A escuta especializada e o depoimento especial para crianças vítimas ou testemunhas de violência, são garantidos pela Lei 13.431, de 4 de abril de 2017. Assinale a alternativa incorreta em relação a estes procedimentos.
- A)O depoimento especial deve ser regido por protocolos, e pode ser realizado quantas vezes forem necessárias para melhor esclarecimento da situação, de preferência mais de uma vez
Errada, porque o depoimento especial deve evitar repetição desnecessária e não pode ser estimulado a ocorrer várias vezes.
- B)A escuta especializada e o depoimento especial devem ser realizados em local apropriado e acolhedor, com infraestrutura e espaço físico que garantam a privacidade da criança ou do adolescente
Certa, pois a lei exige local apropriado, acolhedor e com privacidade para reduzir constrangimento e proteger a vítima.
- C)O depoimento especial deve tramitar em segredo de justiça
Certa, já que o depoimento especial tramita em segredo de justiça para resguardar a intimidade da criança ou adolescente.

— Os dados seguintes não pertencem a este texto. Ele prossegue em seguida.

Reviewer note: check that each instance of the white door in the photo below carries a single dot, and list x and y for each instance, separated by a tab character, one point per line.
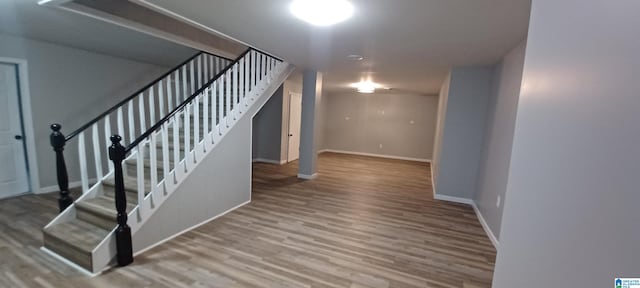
295	114
14	179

- D)A criança ou o adolescente será resguardado de qualquer contato, ainda que visual, com o suposto autor ou acusado, ou com outra pessoa que represente ameaça, coação ou constrangimento
Certa, porque a lei determina resguardar a vítima de contato com o suposto autor ou com quem possa ameaçar, coagir ou constranger.
Gabarito: A
A Lei 13.431/2017 criou um sistema para evitar que a criança ou o adolescente tenha de reviver a violência toda hora, como se o processo fosse uma reprise desagradável. Por isso, a escuta especializada e o depoimento especial são técnicas diferentes: a primeira ocorre na rede de proteção, e a segunda é o relato judicial ou investigativo, com cuidados para reduzir danos emocionais. O ponto central da lei é proteger a vítima ou testemunha, não aumentar o sofrimento. Assim, o depoimento especial deve ser feito por profissionais capacitados, em ambiente acolhedor, com privacidade e, sempre que possível, de forma a evitar múltiplas repetições do relato. A lógica é simples: quanto menos exposição desnecessária, melhor para a criança e para a prova. É exatamente por isso que a alternativa A está errada. A lei não autoriza repetir o depoimento “quantas vezes forem necessárias” nem sugere que ele deva ocorrer “mais de uma vez” de preferência. Pelo contrário, a diretriz legal é a minimização de retratizações, com procedimento protocolado e controlado, justamente para preservar a integridade psíquica da criança ou do adolescente. As demais alternativas refletem bem a Lei 13.431/2017: ambiente apropriado e acolhedor, segredo de justiça e afastamento de contato com o suposto agressor são medidas coerentes com a proteção integral e com a dignidade da pessoa em desenvolvimento.